8.5 Even if the buyer complains in time, his obligation to pay for and accept the goods to be delivered remains. Goods can only be returned to the seller after prior written permission. As soon as the buyer has received permission from the seller, the buyer must return the goods complained of at his own expense. The copy of the invoice, the packing slip and the complaint form must be enclosed with the return shipment.


Article 9 Collection costs

9.1 If the buyer fails to fulfil any of his obligations or fails to fulfil them in a timely manner, then, in addition to the agreed price and costs, all costs incurred in obtaining satisfaction out of court shall be borne by the buyer, including the costs of drawing up and sending reminders, making a settlement proposal and obtaining information. The aforementioned costs amount to at least 15% of the principal amount due, with an absolute minimum of €350.00.

9.2 The buyer shall owe the seller the legal costs incurred by the seller in all instances, except to the extent that the buyer demonstrates that these are unreasonably high. This shall only apply if the seller and the buyer conduct legal proceedings in relation to an agreement to which these general terms and conditions apply and a court ruling becomes final and binding in which the buyer is found to be completely or predominantly in the wrong.


Article 10 Liability

10.1 The warranty as described in article 6 (Warranty) of these conditions applies to defects in delivered goods.

10.2 If the seller is liable for damage, its liability is at all times limited to the provisions of this article. The seller is only liable for damage that is due to intent or deliberate recklessness of the seller or its management. The seller is never liable for indirect damage, including consequential damage, lost profit, missed savings and damage due to business stagnation. In the event of damage, the relevant claim will be reported to the seller's insurer and if there is coverage, the liability of Hobbygroep for damage will be limited to the amount actually to be paid out by the insurer.

10.3 If the insurer does not pay out in any case or the damage is not covered by the insurance, the seller's liability is limited to 5 times the invoice value excluding VAT with a maximum of € 2,500.


Article 11 Ownership and copyrights

11.1 To the extent that the seller uses samples developed by the seller, the seller reserves all ownership and copyrights. Use by third parties without the written permission of the seller is prohibited.


Article 12 Customer data

12.1 The seller is entitled to store and process all relevant customer data within the framework of the applicable legal requirements.
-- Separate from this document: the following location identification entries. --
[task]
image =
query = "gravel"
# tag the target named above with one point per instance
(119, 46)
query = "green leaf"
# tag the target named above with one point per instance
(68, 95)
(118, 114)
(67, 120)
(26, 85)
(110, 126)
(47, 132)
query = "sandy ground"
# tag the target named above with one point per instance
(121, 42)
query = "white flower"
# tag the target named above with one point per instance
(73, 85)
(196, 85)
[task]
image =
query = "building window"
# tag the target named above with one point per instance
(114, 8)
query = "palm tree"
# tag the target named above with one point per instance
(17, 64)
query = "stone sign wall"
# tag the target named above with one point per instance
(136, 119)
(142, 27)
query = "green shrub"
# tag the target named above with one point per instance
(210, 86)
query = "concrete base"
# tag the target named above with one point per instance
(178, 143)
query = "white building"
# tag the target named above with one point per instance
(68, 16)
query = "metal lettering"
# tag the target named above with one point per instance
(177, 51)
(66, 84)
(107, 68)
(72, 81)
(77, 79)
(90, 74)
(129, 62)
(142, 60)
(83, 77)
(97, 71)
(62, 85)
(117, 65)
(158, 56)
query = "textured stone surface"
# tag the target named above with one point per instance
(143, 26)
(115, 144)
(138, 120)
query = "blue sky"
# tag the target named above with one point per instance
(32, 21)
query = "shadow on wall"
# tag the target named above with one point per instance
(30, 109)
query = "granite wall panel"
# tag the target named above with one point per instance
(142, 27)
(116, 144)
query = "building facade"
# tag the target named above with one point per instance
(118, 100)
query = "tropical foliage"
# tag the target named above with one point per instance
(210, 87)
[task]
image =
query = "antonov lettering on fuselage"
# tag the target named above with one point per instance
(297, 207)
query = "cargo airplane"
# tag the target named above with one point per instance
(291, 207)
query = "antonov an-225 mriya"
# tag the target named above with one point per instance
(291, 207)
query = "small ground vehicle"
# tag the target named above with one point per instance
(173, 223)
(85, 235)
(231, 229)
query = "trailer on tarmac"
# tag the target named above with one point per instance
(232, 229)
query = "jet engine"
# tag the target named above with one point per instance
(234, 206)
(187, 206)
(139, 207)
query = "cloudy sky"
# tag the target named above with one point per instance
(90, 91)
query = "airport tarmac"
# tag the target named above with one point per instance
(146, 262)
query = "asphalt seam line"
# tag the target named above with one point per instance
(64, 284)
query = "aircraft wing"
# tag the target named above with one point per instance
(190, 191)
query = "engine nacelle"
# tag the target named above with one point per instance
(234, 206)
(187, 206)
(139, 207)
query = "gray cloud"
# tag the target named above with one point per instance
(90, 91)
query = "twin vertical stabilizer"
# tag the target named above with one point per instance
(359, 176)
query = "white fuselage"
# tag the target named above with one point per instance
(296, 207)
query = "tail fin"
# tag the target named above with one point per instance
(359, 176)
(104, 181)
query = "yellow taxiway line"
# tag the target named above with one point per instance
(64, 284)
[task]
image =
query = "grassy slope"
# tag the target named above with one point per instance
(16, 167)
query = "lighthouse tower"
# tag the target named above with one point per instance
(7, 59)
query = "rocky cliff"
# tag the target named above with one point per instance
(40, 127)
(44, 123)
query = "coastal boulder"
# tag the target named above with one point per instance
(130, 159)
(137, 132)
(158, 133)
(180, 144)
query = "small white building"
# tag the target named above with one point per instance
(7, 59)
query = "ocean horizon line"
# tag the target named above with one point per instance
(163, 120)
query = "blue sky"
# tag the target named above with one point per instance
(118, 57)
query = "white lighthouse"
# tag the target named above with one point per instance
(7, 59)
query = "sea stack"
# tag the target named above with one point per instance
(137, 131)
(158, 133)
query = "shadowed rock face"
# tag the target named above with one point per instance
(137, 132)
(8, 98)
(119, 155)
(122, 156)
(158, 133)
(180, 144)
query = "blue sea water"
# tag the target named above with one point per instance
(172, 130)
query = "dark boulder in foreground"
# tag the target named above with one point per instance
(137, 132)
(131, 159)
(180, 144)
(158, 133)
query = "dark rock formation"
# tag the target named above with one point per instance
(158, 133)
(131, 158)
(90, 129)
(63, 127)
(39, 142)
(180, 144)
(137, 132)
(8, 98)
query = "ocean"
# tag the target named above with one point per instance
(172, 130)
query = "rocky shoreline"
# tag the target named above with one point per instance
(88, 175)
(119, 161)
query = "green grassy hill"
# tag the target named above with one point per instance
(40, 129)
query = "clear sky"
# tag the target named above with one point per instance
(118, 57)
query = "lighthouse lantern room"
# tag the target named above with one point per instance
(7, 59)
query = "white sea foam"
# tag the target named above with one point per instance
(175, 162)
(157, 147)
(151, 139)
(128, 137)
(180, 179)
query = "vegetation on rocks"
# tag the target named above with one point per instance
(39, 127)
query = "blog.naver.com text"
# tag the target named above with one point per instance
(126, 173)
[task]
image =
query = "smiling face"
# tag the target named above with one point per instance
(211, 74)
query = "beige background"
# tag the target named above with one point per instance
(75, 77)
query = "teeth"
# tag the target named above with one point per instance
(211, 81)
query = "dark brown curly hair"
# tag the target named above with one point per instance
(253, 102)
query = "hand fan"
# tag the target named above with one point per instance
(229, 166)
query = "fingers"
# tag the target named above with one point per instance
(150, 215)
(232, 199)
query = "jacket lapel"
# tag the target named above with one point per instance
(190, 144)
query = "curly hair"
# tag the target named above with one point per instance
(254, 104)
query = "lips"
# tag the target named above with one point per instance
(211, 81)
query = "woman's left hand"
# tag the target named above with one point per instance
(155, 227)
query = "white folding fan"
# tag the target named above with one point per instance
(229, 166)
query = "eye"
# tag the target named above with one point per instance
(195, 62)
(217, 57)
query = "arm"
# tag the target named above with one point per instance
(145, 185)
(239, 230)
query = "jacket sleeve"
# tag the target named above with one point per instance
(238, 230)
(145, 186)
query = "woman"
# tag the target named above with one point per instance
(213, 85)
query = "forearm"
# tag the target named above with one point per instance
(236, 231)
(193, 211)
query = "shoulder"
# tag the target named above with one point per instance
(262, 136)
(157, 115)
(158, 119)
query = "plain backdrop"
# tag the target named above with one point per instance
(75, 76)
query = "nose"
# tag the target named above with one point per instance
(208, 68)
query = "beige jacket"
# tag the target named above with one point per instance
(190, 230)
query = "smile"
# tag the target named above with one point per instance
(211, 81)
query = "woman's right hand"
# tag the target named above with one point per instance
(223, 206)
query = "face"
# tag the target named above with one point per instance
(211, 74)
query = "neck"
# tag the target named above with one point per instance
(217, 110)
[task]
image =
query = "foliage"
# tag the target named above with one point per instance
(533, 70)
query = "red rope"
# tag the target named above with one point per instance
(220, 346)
Article 13 Dispute Resolution

13.1 The District Court of The Hague shall have exclusive jurisdiction to hear all disputes that may arise between the seller and the buyer. However, the seller shall remain entitled to summon the buyer before the competent court of the buyer's place of residence..


Article 14 Applicable law

14.1 Dutch law applies to every legal relationship between the seller and buyer.


Article 15 Amendment of the terms and conditions

15.1 The seller is authorized to make changes to these conditions. These changes will enter into force at the announced time of entry into force.